Any election-reform legislative package should include some combination of the following: 

  1. Increase the severity of punishment for the inherently corrupt practice of ballot-harvesting, which is currently only a Class 6 felony, the least severe type of felony in the state. 
  2. Eliminate all ballot drop boxes, which were supposedly intended to accommodate a one-time emergency, the COVID-19 pandemic, and never meant to be a permanent feature of the electoral landscape. 
  3. Require photo identification. (Currently, there are too many alternative forms of ID allowed, many not requiring a photo.) 
  4. Significantly shorten the window for early voting, which currently begins in Arizona 27 days before Election Day. Election Day should be just that, not Election Month. Early voting shouldn’t run for more than a week, because the longer the period is, the more time there is to cheat. 
  5. Eliminate so-called Active Early Voting List mail-out ballots, which allows voters to sign up for a mail ballot to automatically be sent to them for every election. That’s a prescription for ballots to be mailed to voters who have moved or died, which creates an opening for orphaned ballots to be filled out and returned by someone else. 
  6. Sharply curtail most mail-in and absentee-voting options, except where they have traditionally been used, such as when the voter is out of town or ill. They should not be allowed merely for convenience. (France banned voting by mail in 1975 because of its propensity for fraud.) 
  7. Require the last four digits of a voter’s Social Security number or the serial number of the voter’s driver’s license or state-issued voter-ID card as a safeguard on allowed absentee ballots, rather than just signature-matching, which is at best an art and not a science. Matching Social Security and state ID numbers would also be much faster and more accurate.
  8. Require by law a sitting secretary of state running for reelection or for another office to recuse himself or herself from election supervision. Lake repeatedly called on Secretary of State Hobbs to do so during the campaign, citing conflict of interest, but indefensibly, she refused to do so.  

These types of commonsense election reforms don’t prevent any eligible individuals from voting.

No doubt Democrats (and the liberal media) will howl, but so what? They’d be the first to demand reforms if the situation were reversed.

As for doing this in a lame-duck session, it’s no different than what we’re seeing in Washington, where congressional Democrats are trying to ram through codification of same-sex marriage and other left-wing legislation now, while they still control the House.

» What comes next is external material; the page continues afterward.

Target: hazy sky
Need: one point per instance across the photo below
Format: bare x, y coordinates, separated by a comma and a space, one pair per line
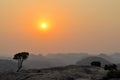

There’s no filibuster in the Arizona state Senate, which Republicans narrowly control, so Democrats wouldn’t be able to block the election reforms, assuming all Republicans were onboard.

The GOP messaging should be that the election reforms are necessary to avoid future repeats of the Maricopa fiasco.

“[W]e are going to restore honesty to our elections,” Lake, who continues to insist she will win, vowed to The Daily Mail. 

But unless Lake does in fact prevail, the window of opportunity for restoring electoral integrity will soon close, so Republicans in the Arizona Legislature need to act expeditiously—and unapologetically—to make those changes, leaving it easy to vote but making it harder to cheat.